慰謝料に比べてあまり意識されない財産分与
「離婚する際に取り決めること」と聞いて何を思い浮かべるでしょうか。
未成年のお子さんがいらっしゃる場合は、親権や養育費のことを思い浮かべると思います。
その他のお金の精算としては、慰謝料のことを考える人が多いのではないでしょうか。
芸能人の離婚報道では、不倫やモラハラのことが取り上げられ、多額の慰謝料が支払われるという印象が強いかもしれません。
しかしながら、一般的な夫婦間の離婚では、必ずしも慰謝料が発生するとは限りません。
慰謝料は、不倫などの慰謝料の発生原因があって初めて発生するものになります。
他方で、財産分与は、婚姻期間において夫婦間で形成したプラスの財産があれば、原則として発生する可能性が高いものになります。
また、慰謝料が発生する場合であっても、財産分与の方が金額的に大きな問題になるということも珍しくないのです。
したがって、離婚の際には、慰謝料だけでなく財産分与のこともしっかりと意識する必要があります。
持ち家(自宅)がある場合や熟年離婚の場合は特に財産分与に注意
財産分与の問題が複雑になることの多いケースとして、まずは持ち家(自宅)がある場合が考えられます。
一軒家やマンションを所有(又は共有)している場合、それは大きな財産になります。
結婚後に購入したものであれば、原則として財産分与となるため、持ち家(自宅)をどのように処理するかが問題となります。
また、住宅ローンが残ったままの状態で離婚しなければならないというケースも多いため、住宅ローンの処理をどうするかという問題も残ります。
住宅ローンの残りが家の価値よりも高いかどうか、夫婦で連帯債務を負っている場合(あるいは片方が連帯保証人になっている場合)にどうするか、夫婦で共有している場合にどうするかなど、問題は複雑になりがちです。
次に、財産分与が大きな問題になるケースとして、いわゆる熟年離婚のケースが考えられます。
熟年離婚の場合、婚姻期間が長いため、その間に形成された財産が大きなものになることが多いため、財産分与が重要な問題となるのです。
財産として大きなものとしては、不動産、退職金、預貯金、生命保険の解約返戻金などが考えられます。
退職金については、退職金が出る前であっても財産分与の対象になる可能性があるため、注意が必要です。
きっちりと財産分与をしないまま熟年離婚をした場合、その後の生活基盤に大きな影響を与えかねませんので、離婚前に必ず弁護士にご相談ください。
財産分与をきちんと行うためにも弁護士には事前に相談を
法律上は、離婚後であっても、離婚後2年間は財産分与を請求することが可能となっています。
しかしながら、離婚の話をする段階から、財産分与のことを事前に弁護士に相談されることをお勧めします。

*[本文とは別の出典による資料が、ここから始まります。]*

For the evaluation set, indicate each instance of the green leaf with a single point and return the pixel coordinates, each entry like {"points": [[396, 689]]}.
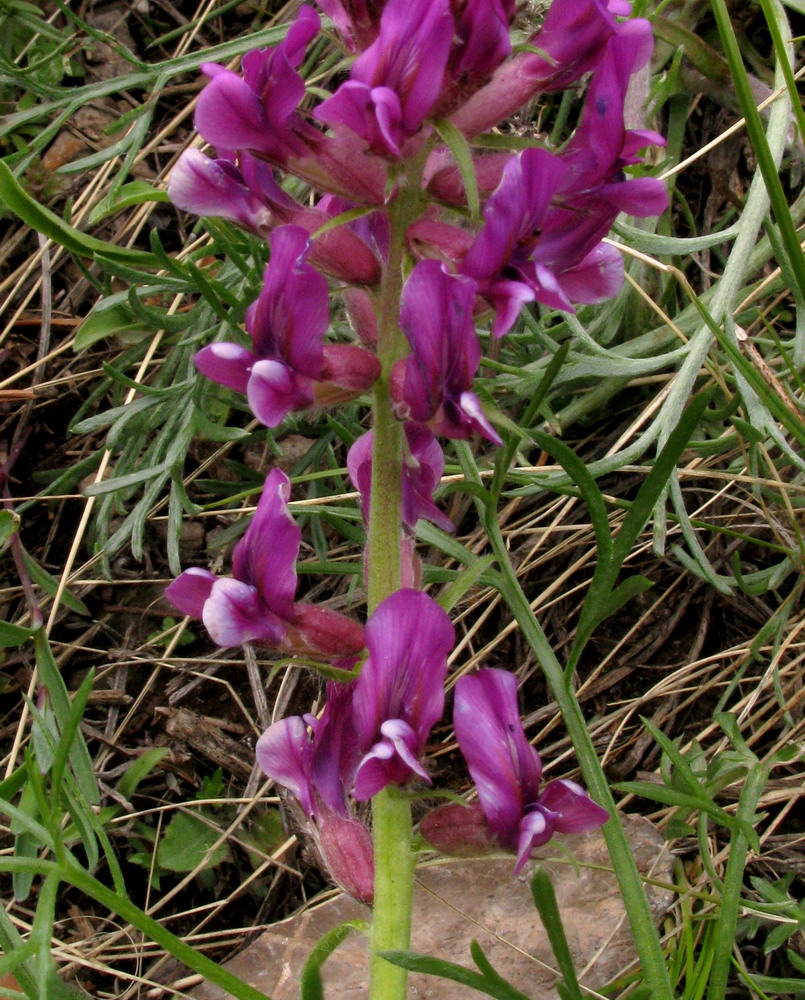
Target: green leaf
{"points": [[453, 592], [134, 193], [139, 768], [108, 318], [14, 635], [310, 984], [456, 973], [124, 482], [51, 678], [457, 143], [17, 200], [545, 902], [775, 985], [9, 523], [186, 844], [50, 585]]}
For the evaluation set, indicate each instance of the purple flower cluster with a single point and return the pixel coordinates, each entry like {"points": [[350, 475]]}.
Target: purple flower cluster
{"points": [[545, 214]]}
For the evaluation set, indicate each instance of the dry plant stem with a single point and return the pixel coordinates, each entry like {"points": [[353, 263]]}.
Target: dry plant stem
{"points": [[638, 911], [391, 809]]}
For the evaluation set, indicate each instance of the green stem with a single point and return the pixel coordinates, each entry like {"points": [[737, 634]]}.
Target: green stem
{"points": [[394, 891], [733, 881], [391, 809], [199, 963], [638, 911]]}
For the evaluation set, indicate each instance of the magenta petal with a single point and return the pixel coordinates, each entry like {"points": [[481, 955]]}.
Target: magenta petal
{"points": [[472, 410], [507, 298], [408, 637], [215, 187], [229, 114], [190, 590], [514, 212], [335, 752], [234, 614], [284, 753], [290, 317], [423, 465], [572, 807], [536, 829], [226, 364], [346, 847], [274, 390], [322, 632], [504, 766], [359, 467], [409, 55], [374, 772], [266, 556], [458, 830], [641, 196], [373, 113], [393, 759], [436, 317]]}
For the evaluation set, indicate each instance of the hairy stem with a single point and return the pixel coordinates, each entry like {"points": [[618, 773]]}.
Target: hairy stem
{"points": [[391, 810]]}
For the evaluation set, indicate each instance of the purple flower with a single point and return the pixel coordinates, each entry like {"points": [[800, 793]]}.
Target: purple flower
{"points": [[289, 368], [423, 465], [481, 44], [258, 113], [436, 317], [507, 771], [399, 694], [572, 38], [316, 760], [216, 187], [257, 603], [245, 192], [596, 189], [395, 83]]}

何故ならば、まず、離婚の成立を条件として財産分与を有利に交渉することができるケースがあるためです。
このような場合、離婚が成立した後に財産分与を請求したとしても、離婚成立前に比べて不利な交渉をせざるを得なくなります。
また、「離婚に関してもう互いに金銭的な請求をしない」という合意書を取り交わして離婚した場合、法律上の期限内であっても、後から財産分与を請求できなくなる可能性が高くなります。
したがって、財産分与のことを弁護士に相談するタイミングはなるべく早い段階が望ましく、最低でも離婚を成立させる前に一度相談された方が良いでしょう。